On pourrait ajouter une autre dimension qui est celle du culte du corps. Les individus étant mis en concurrence dans la totalité des champs sociaux, qu’ils soient professionnels, relationnels ou encore situationnels, le corps est alors investi comme un énième objet de mise en concurrence entre les individus. Il y a des corps respectables, valorisés par la société du spectacle et des corps qu’on ne saurait voir. Des corps dessinés et musclés pour les hommes, des corps affinés aux attributs remarqués pour les femmes, le tout dans une sexualisation à outrance de tous ces corps qui font l’objet d’intérêts économiques et marchands. Là aussi, le corps devient objet de marchandise et n’est valorisé qu’à partir de considérations communicationnelles et économiques.

La dimension patriarcale vient s’incarner à travers l’imaginaire de la puissance masculiniste et viriliste. D’abord les salles de sport sont majoritairement fréquentés par des hommes qui occupent l’espace en exhibant leur corps, voire en l’imposant à autrui. Ils occupent l’espace comme ils occupent l’espace social et professionnel, ils sont majoritaires et imposent leur présence. La salle de sport est donc un espace très masculin dans lequel les hommes ont le pouvoir. Ils ont en effet le pouvoir d’occuper l’espace, de sélectionner les machines les plus prisées et de véhiculer un certain imaginaire de l’homme puissant et viril.

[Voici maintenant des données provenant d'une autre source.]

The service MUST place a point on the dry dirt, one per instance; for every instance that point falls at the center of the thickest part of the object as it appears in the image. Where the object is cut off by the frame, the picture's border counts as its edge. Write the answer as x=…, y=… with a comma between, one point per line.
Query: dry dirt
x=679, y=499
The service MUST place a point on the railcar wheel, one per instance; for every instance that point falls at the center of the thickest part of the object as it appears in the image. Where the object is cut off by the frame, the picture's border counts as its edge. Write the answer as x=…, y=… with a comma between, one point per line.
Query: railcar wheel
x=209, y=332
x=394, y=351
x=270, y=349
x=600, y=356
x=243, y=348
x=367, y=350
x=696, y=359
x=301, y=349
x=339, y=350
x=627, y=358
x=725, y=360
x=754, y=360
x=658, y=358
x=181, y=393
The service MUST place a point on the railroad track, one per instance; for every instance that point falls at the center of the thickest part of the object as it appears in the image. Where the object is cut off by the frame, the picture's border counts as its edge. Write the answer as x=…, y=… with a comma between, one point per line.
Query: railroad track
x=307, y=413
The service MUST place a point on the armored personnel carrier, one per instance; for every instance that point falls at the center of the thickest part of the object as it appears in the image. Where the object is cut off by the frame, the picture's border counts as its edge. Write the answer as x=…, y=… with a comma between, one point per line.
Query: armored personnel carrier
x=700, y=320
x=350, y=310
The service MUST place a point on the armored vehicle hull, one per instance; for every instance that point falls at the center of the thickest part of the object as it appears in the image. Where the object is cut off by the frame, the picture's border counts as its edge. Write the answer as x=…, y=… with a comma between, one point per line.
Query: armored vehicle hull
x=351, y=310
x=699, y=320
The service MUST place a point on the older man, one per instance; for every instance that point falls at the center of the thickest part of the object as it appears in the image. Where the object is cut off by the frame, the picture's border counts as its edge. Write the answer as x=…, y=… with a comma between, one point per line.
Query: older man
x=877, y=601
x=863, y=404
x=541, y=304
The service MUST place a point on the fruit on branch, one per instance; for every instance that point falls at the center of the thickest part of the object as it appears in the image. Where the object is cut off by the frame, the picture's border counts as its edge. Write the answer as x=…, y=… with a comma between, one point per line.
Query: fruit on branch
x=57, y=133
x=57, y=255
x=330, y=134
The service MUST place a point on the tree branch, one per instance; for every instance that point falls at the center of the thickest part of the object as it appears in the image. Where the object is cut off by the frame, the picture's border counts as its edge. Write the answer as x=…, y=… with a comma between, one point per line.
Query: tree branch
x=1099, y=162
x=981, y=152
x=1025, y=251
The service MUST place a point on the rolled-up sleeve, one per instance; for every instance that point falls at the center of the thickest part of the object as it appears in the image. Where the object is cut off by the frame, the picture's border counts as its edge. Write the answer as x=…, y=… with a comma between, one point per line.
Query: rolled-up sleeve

Dans cette configuration, quelle place pour les femmes ? Et bien, il s’agit déjà pour elles d’oser fréquenter un milieu occupé par les hommes avec l’idée d’accepter d’être relativement minoritaire dans cet espace. Espace dans lequel elles seront cantonnées à des tâches subalternes (comme souvent en entreprise) et n’auront pas accès à un certain type de matériel. Dans l’imaginaire collectif et dans la société patriarcale, les femmes, dans le champ sportif, sont plutôt destinées à la course à pied et à la gymnastique. Elles intègrent donc l’idée que les machines relatives à la musculation du corps ne sont pas tant pour elles, et que l’espace que l’on veut bien leur accorder est celui où elles travaillent sur l’affinage du corps (course à pieds, abdominaux, gym). Ce point vient confirmer que dans la société patriarcale, les hommes ont le pouvoir sur le corps des femmes, sur la manière dont elles devraient l’entretenir. Aux hommes la puissance et les muscles à travers les machines les plus imposantes, aux femmes la maigreur et l’absence de défauts corporels à travers le tapis de course ou le tapis de sol.

La symbolique voudrait même que les femmes fassent des activités parfois couchées à même le sol, quand les hommes peuvent s’élever à travers des activités où ils exhibent leur puissance.

Ajoutons à cela la difficulté pour les femmes de se sentir en sécurité dans ce type d’espaces. En effet, étant minoritaires et entourées d’hommes, le regard de ces derniers est souvent posé lourdement sur elles. Déambuler dans un espace social dominé par les hommes peut relever du parcours de la combattante, tant le poids des regards se fait sentir et tant il faut de persévérance pour évoluer dans un milieu où règne le masculinisme transpirant.

Nous pouvons donc conclure que la salle de sports est un espace qui reproduit et exacerbe le schéma patriarcal que nous retrouvons dans différents espaces sociaux. La salle de sport est conçue pour les hommes, elle valorise, exhibe et fantasme la puissance masculiniste et viriliste. Elle tend à précariser et à reléguer les femmes au second plan, dans un espace restreint, et à qui l’on concède la possibilité de pratiquer quelques exercices très à la marge car ils correspondent, in fine, au fantasme masculin : un corps fin, jeune et avec quelques formes.